You Are Here by Karin Lin-Greenberg

 

Lin-Greenberg drops us into a mall in upstate NY that is on its last legs. Tina, who cuts hair there, knows it, as does Kevin, manager of a failing bookstore. An old lady, Ro, gets her hair styled by Tina on a regular basis. Tina’s son Jackson wants to learn magic. Kevin’s wife Gwen is a poet and adjunct professor. They and two kids are squashed into a tiny house in Gwen’s mother’s yard—another one of Kevin’s enthusiasms gone awry. These and other deftly drawn characters have lots of big dreams and thwarted lives that take a shocking turn when violence erupts. Diverse ethnicities provide lively interplay, as evinced by racist Ro who comes to appreciate the Black and Asian folks who intersect her lonely life. It was a delightful read despite the embedded tragedy.

 

So Late in the Day by Claire Keegan

 

Subtitled Stories of Women and Men, these three tales reflect relationships gone asunder. In the title tale, a dense Irishman misses his chance with the woman of his dreams through a few ill-chosen phrases that reveal his limitations.
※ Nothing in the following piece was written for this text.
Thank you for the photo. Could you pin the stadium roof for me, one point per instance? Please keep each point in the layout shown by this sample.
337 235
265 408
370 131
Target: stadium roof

In the second, a writer hoping for solitude at a retreat in a famous dead writer’s cottager is bedeviled by a visitor who insists she shows him around and then turns vicious when she’s had enough of his overbearing presence. In the third, a wife on a solo holiday falls in with a seductive fellow with very dire consequences. It’s a slim volume that packs a punch—Keegan writes with restraint and clarity that delivers up home truths.

 

The Enemy Beside Me by Naomi Ragen

 

Milia from Tel Aviv agrees to be a keynote speaker at a conference in Lithuania. Her work: Nazi hunting, no matter how old the perpetrators. Her family was wiped out there during the Holocaust, but that country’s stance whitewashes history and declares that some of the worst actors were partisan heroes who protected the Jews. Her host Darius, a professor, hopes that the event will start to reverse this outrageous perspective. Milia’s long marriage to a surgeon has been under stress. When her first talk at a high school stirs up threatening backlash, their planned itinerary must be scuttled. In retreat, Darius and Milia are challenged by their chemistry. Will she /won’t she break her marriage vows, and will the keynote actually take place? Ragen uses archival material to great effect and has created an eye-opening look at yet another historical atrocity with contemporary ramifications.